A Guide to Public Speaking

Delivering an effective presentation is difficult. With the Internet, listeners have access to more information that ever before and have higher expectations for content from speakers today. In addition, because most people are saturated with entertainment, audiences want a presentation that is entertaining.

Here is a quick guide to giving an effective and interesting presentation:

Grab their attention.

Use a startling statement, statistic, or a compelling story. Listeners pay close attention when a person begins with, “Two weeks ago as I was driving to work a car pulled out in front of me….” Whatever technique you choose, when you grab the attention of the audience you are on your way to a successful speech.

Be energetic.

Speak with vocal variety. Slow down for a dramatic point and speed up to show excitement. Pause occasionally for effect. Don’t stand behind the lectern; move away to make a point. When you are encouraging your audience, step towards them. Gesture and demonstrate. Get your face involved in the presentation. Smile when speaking about something pleasant; let your face show other emotions as you speak. Be careful to make  your movements appropriate for your talk.

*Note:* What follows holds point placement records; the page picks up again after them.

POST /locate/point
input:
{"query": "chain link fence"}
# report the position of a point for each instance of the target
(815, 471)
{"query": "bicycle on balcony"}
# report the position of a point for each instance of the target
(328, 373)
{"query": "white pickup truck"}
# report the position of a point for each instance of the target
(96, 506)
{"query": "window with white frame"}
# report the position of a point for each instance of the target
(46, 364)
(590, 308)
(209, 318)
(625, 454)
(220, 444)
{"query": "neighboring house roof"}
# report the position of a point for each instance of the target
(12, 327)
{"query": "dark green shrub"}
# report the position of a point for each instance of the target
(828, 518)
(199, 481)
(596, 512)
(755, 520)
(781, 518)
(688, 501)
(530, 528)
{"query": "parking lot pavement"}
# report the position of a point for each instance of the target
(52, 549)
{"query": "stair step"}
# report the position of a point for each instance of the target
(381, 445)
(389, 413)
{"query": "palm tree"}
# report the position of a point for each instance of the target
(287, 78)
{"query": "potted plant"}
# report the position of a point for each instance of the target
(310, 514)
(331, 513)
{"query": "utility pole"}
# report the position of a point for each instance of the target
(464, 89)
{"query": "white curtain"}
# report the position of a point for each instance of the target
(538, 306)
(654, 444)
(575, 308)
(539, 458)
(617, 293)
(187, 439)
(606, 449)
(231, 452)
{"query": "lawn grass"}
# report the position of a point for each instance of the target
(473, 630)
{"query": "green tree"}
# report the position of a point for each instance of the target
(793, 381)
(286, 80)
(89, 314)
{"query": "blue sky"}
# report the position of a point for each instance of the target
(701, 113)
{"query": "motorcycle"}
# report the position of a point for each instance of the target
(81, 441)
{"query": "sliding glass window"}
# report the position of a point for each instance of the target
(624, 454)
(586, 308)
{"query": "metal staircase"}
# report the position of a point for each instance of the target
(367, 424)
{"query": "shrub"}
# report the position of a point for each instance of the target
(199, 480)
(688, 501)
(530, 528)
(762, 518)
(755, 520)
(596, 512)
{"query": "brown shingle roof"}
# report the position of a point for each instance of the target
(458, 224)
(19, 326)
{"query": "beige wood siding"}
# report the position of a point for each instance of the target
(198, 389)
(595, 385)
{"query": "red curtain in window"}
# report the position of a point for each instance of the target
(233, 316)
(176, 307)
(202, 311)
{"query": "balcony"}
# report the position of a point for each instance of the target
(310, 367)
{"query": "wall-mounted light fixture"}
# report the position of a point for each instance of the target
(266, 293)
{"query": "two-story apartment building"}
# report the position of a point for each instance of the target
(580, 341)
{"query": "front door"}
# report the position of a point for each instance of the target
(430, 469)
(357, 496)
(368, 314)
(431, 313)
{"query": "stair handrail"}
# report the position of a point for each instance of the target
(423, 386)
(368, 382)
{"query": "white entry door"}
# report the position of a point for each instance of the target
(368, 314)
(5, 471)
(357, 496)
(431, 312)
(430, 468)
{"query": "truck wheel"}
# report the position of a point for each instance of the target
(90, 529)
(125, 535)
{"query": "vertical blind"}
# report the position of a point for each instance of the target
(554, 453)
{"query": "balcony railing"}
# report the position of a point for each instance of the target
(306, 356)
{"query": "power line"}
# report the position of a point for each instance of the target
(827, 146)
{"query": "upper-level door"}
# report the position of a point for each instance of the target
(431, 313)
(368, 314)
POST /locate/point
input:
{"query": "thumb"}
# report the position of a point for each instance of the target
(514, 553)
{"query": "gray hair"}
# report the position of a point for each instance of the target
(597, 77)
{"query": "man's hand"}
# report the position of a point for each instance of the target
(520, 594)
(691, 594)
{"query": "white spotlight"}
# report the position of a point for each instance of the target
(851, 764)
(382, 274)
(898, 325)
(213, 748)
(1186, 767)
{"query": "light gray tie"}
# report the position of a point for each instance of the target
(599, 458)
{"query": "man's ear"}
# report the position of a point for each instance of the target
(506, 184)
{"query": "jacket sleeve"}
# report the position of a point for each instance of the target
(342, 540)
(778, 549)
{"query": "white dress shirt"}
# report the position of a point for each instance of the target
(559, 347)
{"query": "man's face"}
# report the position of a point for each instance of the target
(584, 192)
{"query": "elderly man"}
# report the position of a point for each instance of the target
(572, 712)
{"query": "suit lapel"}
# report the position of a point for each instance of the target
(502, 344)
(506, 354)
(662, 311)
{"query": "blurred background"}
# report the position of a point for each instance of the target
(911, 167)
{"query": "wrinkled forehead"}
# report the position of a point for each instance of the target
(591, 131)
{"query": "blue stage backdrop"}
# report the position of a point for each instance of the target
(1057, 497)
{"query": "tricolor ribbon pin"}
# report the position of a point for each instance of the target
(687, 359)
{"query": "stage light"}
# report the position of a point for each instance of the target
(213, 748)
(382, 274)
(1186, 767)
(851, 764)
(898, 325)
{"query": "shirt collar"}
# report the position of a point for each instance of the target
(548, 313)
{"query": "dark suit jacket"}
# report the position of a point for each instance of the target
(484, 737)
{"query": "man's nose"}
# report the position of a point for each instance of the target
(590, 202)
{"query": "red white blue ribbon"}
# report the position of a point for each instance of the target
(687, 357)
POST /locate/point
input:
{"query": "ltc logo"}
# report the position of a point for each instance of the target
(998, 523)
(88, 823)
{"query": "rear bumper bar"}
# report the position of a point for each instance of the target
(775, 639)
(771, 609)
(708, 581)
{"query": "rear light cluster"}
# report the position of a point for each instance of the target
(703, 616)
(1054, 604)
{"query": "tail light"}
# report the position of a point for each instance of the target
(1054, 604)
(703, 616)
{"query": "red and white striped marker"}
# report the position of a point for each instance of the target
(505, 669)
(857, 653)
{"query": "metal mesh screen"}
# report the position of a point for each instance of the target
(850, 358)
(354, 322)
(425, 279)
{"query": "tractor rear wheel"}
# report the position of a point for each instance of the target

Organize and plan your speech.

Don’t have more than three main points. Start with an overview of the points. Support each point with examples, definitions, testimony, or statistics. Use visual aids and presentation software, but keep it simple and appropriate.

Use transitions.

These could be as simple as as “First,” “Second,” or “Finally.” Use an internal summary by simply including the point you just made and telling what you plan to talk about next. “Now that we have talked about structure, let’s move on to the use of stories,” would be an example. When you have an introduction, two or three main points with support for each, appropriate transitions, and a conclusion, you will have your speech organized in a way that the audience can follow you easily.

Tell stories

especially in technical presentations. Use examples from your experience that connects to your content. Stories work and have value because they help us understand. Through stories, facts and raw data gain meaning. Stories are how we best learn and visualize information. They simplify and clarify even the most complex information. They can hook an audience with emotion. Stories help people remember what they’ve heard.

Use the stories of others.

If you are delivering a persuasive speech, include the support of experts whom the audience respects. Add key statistics when possible to show the seriousness of what you are discussing. However, be careful not to overwhelm them with numbers and data.

Make eye contact.

Let your eyes speak for you – Your eye contact is the single most effective indicator that you’re involved in the conversation. You can communicate warmth or sympathy or sincerity or any emotion needed, through your eyes. Avoiding eye contact, makes you appear anxious, uninterested and bored. Your eyes speak and provide cues as to how approachable you are.

Don’t read or memorize your speech.

Be yourself; speak naturally. Whatever your natural self is: formal, “laid back,” understated, or hyper, use those traits. Talk—don’t lecture—about the material.

Use humour.

You’re not be a comedian but you’re going to lighten up a serious speech to make it more memorable. Make sure the humour is related to what you are saying and not just a joke for the sake of a joke. Don’t poke fun at your audience; poke fun at yourself. Keep it short. Experienced speakers know funny stories soon become unfunny if they go on too long.

End with a call to action.

People remember best what you say last. Summarize your main points, then make your last words a thought to ponder or an action the audience can take.

You never becomes a perfect speaker. Public speaking skill is a life-long development. The points discussed here will get you started becoming the speaker you want to be and a speaker your audience wants to hear.